Based on your previous scores, we recommend Fushigi no Umi no Nadia Omake Gekijou, Sakura Taisen: Le Nouveau Paris, Weiß Survive R, Princess Lover! Picture Drama and Steamboy.


## Conclusion

The goal of this project is to develop a simple recommender system using Surprise and recommend Anime to users. The dataset was first cleaned and processed by removing columns, dealing with null values and encoding categorical columns.
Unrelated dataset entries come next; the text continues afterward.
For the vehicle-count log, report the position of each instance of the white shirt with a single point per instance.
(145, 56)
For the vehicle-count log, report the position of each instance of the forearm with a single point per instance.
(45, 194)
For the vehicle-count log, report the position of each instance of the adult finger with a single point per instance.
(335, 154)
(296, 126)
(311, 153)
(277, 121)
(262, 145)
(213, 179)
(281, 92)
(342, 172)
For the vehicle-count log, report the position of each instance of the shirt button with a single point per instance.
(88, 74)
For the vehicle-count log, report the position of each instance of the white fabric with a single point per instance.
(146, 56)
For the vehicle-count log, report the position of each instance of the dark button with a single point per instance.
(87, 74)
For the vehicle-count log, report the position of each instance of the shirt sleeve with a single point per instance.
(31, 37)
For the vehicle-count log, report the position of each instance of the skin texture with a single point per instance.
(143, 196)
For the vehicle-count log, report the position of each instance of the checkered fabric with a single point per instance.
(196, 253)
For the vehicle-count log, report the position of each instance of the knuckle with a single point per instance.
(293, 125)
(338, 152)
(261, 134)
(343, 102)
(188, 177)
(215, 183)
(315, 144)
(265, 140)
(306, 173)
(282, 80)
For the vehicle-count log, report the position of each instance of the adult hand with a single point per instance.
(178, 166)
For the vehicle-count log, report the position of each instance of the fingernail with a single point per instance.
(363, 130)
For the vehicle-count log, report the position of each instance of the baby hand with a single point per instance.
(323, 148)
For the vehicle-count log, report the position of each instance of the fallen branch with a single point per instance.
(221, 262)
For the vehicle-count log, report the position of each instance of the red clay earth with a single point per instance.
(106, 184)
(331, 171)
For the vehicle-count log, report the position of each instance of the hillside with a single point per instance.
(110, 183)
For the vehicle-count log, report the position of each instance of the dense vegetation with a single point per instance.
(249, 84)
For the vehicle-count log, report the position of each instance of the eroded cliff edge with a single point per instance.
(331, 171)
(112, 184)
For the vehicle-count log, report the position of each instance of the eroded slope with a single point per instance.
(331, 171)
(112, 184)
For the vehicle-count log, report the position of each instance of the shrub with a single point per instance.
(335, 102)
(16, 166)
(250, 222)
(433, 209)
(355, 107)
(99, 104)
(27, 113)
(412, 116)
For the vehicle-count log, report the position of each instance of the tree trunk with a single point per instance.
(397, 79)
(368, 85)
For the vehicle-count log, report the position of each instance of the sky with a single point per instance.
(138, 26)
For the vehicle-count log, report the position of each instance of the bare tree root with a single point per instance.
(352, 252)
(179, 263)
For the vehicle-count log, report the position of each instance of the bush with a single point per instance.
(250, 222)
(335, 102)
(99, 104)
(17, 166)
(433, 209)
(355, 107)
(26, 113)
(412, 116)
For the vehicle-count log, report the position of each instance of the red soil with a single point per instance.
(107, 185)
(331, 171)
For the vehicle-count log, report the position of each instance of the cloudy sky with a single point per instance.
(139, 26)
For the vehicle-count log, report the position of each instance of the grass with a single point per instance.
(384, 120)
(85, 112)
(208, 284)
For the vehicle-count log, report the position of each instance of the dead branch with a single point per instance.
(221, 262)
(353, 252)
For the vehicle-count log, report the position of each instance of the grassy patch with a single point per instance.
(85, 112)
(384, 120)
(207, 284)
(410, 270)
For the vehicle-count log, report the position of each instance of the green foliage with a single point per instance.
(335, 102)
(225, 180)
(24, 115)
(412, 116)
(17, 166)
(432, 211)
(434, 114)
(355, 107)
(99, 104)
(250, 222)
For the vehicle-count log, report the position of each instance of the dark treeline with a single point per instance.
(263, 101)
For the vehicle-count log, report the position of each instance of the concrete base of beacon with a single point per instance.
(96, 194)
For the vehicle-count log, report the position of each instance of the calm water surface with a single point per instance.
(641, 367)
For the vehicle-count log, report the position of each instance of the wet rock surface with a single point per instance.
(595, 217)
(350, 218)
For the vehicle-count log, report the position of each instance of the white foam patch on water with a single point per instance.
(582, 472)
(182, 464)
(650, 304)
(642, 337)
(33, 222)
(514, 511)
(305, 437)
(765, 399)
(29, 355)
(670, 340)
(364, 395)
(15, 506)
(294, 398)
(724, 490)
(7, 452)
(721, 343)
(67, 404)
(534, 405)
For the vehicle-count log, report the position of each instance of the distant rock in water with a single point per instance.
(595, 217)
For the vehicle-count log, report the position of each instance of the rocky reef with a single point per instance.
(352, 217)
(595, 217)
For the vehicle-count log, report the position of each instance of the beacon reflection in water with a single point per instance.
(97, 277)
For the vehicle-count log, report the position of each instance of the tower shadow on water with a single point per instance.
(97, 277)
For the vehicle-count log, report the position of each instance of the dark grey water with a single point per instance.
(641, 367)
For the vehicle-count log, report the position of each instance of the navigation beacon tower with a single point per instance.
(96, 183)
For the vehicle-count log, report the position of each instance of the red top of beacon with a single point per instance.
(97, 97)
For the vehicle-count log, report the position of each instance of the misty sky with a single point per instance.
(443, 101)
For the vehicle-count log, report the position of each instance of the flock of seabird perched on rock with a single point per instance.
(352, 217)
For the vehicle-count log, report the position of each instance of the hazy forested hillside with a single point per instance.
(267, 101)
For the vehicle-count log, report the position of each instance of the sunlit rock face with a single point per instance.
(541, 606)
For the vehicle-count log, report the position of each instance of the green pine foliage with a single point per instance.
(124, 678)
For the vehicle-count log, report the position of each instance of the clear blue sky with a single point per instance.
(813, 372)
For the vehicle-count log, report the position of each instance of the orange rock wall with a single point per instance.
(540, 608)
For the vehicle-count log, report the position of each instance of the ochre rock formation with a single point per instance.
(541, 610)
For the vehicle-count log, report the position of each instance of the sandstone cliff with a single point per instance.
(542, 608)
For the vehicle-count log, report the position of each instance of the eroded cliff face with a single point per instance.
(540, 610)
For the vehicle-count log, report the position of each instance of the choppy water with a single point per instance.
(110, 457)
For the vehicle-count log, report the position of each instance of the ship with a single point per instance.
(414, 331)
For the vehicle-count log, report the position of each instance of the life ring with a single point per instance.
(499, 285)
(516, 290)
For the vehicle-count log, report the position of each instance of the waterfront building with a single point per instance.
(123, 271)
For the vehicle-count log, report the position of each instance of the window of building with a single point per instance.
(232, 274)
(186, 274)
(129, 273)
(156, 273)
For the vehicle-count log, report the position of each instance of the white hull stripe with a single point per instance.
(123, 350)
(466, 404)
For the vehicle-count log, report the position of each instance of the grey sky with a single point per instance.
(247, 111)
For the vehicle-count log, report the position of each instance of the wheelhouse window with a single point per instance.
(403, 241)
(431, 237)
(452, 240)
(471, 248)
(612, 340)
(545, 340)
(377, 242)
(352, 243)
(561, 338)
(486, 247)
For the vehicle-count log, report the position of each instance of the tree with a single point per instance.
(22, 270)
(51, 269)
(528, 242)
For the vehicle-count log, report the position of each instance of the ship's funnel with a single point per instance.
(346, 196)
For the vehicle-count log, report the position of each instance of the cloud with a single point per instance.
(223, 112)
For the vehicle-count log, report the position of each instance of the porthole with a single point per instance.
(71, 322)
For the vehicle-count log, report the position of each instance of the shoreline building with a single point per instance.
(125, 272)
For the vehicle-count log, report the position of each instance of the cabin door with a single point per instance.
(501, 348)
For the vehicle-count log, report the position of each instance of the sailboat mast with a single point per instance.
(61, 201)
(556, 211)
Next, we combined our datasets and trained a Singular Value Decomposition (SVD) system to our dataset. We then created two functions that uses collaborative filtering and content-based filtering to select Anime that are similar to a Anime that the user has reviewed.